It would be great if some of these datasets were free and opened up for public use. Otherwise it seems like you end up duplicating a lot of busywork just for multiple companies to farm more money. Maybe some of the European initiatives related to AI will end up including the creation of more open datasets.
Then again, maybe we're still operating from a framework where the dataset is part of your moat. It seems like such a way of thinking will severely limit the sources of innovation to just a few big labs.
Same reason they give open source contributions away for free. Hardware companies attempting to commoditize their complement. I think the org best placed to get strategic advantage from releasing high quality data sets might be Nvidia.
If you vote for enough people of a certain party yes, we all currently see how quickly things can change in this country if those in power want change to happen.
> operating from a framework where the dataset is part of your moat
Very much this. Its the dataset that shapes the model, the model is a product of the dataset, rather than the other way around (mind you, synthetic datasets are different...)
Right, and they pay a lot of money for this data. I know someone who does this, and one prompt evaluation could go through multiple rounds and reviews that could end up generating $150+ in payouts, and that's just what the workers receive. But that's not quite what the article is talking about. Each of these companies do things a bit different.
> Maybe some of the European initiatives related to AI will end up including the creation of more open datasets.

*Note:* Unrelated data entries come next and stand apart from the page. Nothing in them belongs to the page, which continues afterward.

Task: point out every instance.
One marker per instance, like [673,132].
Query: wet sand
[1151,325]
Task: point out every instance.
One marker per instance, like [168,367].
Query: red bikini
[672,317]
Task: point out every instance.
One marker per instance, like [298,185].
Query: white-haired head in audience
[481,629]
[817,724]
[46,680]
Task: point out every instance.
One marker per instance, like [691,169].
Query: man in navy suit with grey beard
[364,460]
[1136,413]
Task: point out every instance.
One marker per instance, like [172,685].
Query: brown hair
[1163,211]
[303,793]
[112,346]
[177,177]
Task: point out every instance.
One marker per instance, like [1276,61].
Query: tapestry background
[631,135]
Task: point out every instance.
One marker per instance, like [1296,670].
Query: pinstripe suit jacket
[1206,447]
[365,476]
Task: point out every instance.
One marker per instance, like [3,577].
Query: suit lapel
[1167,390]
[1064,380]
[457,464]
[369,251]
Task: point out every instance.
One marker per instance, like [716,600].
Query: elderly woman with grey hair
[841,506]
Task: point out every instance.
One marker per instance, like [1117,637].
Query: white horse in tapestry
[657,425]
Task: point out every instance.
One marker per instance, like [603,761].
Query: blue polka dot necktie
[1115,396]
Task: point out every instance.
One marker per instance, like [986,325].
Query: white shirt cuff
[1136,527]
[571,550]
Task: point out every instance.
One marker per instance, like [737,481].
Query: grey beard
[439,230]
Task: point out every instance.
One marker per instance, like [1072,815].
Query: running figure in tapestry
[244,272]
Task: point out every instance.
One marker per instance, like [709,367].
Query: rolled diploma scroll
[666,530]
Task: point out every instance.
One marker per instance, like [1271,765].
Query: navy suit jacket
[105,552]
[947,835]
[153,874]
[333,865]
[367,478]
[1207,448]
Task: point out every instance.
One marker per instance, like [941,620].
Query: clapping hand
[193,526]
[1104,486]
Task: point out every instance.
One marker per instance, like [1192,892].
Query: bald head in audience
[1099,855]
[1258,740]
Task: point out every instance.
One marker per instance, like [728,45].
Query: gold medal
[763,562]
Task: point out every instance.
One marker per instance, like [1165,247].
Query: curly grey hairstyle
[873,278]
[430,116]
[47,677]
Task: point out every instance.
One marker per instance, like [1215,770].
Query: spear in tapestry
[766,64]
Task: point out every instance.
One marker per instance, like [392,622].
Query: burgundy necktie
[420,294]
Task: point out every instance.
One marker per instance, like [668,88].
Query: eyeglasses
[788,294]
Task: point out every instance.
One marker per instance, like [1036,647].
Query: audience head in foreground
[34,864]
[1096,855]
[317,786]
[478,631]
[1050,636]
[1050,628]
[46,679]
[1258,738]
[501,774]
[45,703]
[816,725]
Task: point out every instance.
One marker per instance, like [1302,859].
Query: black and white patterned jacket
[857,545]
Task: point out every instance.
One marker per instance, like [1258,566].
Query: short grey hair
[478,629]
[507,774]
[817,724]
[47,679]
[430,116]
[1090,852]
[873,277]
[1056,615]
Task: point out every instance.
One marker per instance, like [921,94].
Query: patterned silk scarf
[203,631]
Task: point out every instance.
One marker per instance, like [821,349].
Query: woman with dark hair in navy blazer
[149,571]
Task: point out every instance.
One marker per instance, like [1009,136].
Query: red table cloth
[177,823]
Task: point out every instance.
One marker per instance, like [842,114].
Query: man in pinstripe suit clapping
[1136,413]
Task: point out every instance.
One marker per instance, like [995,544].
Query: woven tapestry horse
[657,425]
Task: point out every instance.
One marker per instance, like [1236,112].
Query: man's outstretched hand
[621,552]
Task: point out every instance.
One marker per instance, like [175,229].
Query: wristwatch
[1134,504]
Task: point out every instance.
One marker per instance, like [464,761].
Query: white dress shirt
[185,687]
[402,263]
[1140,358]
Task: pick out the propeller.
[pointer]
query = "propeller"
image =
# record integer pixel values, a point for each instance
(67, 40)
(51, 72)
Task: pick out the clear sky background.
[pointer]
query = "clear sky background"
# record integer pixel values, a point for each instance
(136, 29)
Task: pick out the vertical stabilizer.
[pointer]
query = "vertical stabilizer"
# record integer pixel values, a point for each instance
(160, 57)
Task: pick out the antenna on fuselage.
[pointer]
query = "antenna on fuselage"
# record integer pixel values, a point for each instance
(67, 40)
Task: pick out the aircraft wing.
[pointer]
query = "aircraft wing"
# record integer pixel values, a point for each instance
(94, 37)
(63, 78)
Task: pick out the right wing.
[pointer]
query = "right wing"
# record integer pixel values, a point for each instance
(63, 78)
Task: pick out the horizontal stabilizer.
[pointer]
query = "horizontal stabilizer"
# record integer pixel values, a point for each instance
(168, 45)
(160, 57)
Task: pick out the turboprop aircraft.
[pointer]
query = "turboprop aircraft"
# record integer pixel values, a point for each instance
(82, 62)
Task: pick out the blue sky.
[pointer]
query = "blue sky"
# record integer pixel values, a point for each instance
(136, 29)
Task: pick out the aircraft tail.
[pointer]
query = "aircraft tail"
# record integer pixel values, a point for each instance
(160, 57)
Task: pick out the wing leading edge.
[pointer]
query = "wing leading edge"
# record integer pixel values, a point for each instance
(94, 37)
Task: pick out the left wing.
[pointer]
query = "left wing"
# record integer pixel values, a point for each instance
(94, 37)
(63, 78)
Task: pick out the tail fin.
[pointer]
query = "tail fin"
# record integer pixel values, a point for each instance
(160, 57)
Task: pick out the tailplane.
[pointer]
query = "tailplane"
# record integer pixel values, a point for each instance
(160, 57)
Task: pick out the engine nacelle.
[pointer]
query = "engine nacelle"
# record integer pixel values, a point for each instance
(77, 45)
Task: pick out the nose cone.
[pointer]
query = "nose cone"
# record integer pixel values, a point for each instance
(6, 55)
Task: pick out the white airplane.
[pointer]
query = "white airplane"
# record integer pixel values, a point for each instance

The EU has started the process of opening discussions aiming to set the stage for opportunities to arise on facilitating talks looking forward to identify key strategies of initiating cooperation between member states that will enable vast and encompassing meetings generating avenues of reaching top level multi-lateral accords on passing legislation covering the process of processing processes while preparing for the moment when such processes will become processable in the process of processing such processes.
Don’t worry - the labs will train based on this expert data and then everyone will just distill their models. Or, now that model itself can be an expert annotater.
I think it would be difficult to make that work, because Wikipedia has a direct way of converting users into contributors: you see something wrong, you edit the article, it's not wrong anymore.
Whereas if you do the same with machine learning training data, the influence is much more indirect and you may have to add a lot of data to fix one particular case, which is not very motivating.
Then again, maybe we're still operating from a framework where the dataset is part of your moat. It seems like such a way of thinking will severely limit the sources of innovation to just a few big labs.